The most common cause of BPV is head trauma (21% of cases) with a secondary concussion. The force of head trauma is thought to displace otolith particles in the semicircular canal. Approximately 39% of cases do not have a cause (idiopathic), and 29% of patients with BPV usually present with an existing ear disease. Other common causes include alcoholism, central nervous system (CNS) disease (approximately 11%), major surgery, and chronic ear infections such as chronic otitis media (approximately 9% of cases).

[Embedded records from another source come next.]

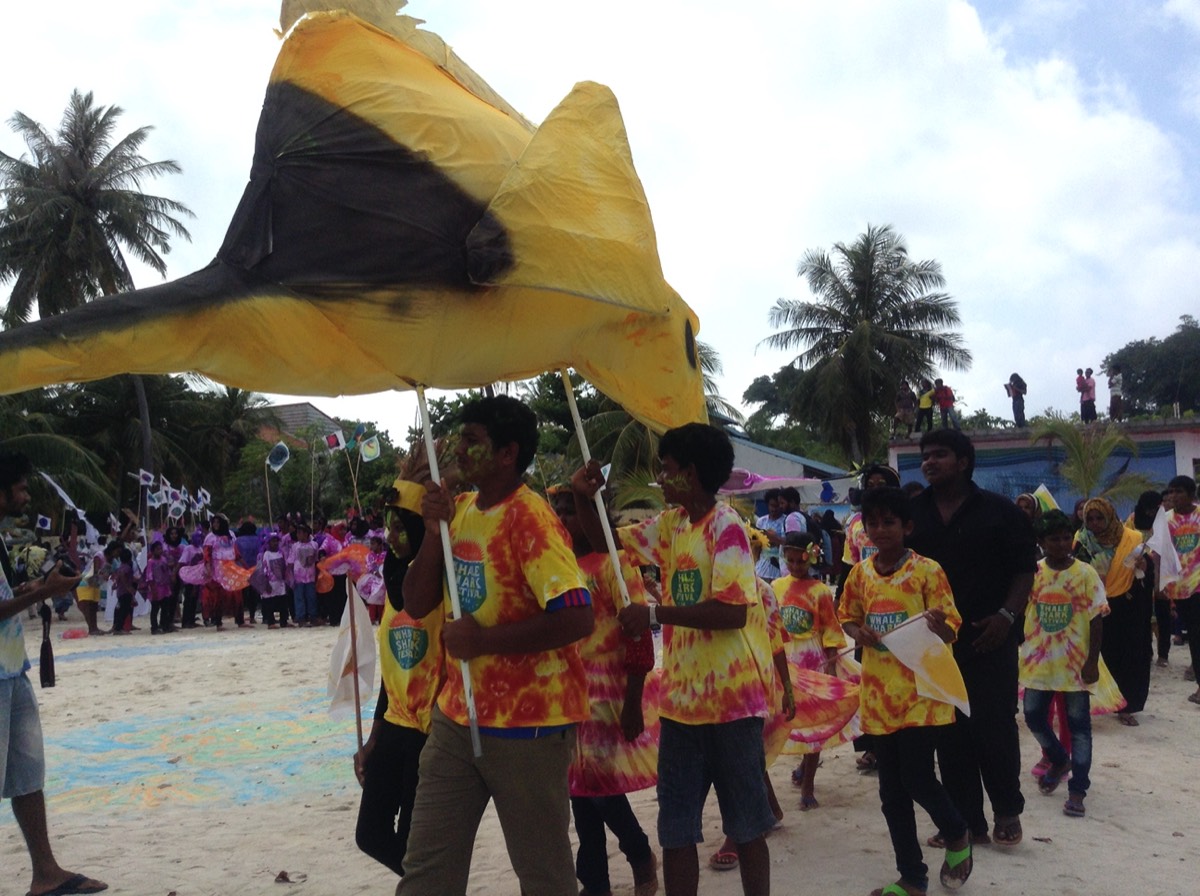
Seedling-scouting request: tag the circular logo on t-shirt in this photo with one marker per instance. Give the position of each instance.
(796, 620)
(1054, 609)
(687, 585)
(409, 645)
(468, 567)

The severity of cases varies. Some patients may experience nausea and vomiting even with the slightest head movement, whereas some patients may be minimally bothered by the dizziness. As the name implies, symptoms of BPV are typically dependent on head position. Head movement, rolling in bed, leaning forward or backward, or changing posture can cause an attack. The symptoms start abruptly and disappear with 20–30 seconds.

Diagnosis

In addition to a detailed history, the physical examination is important for detection of characteristic physical signs such as nystagmus (involuntary rhythmic oscillation of the eyes). The examination is also necessary to exclude other neurological diseases that may mimic benign positional vertigo. A physician familiar with the condition may perform the Hallpike test. Also, in patients with vertigo, hearing tests are generally necessary. Further testing may be necessary to evaluation other conditions that can cause vertigo or dizziness.

Treatment team

The treatment team can consist of an emergency room physician, ear, nose, and throat (ENT) specialist-surgeon, neurologist, and audiologist. A primary care practitioner can initiate symptomatic management. Patients typically require follow-up care and monitoring. Surgical candidates require specialty care from an ENT surgeon, as well as and a surgical team in a hospital that is equipped for such an intervention.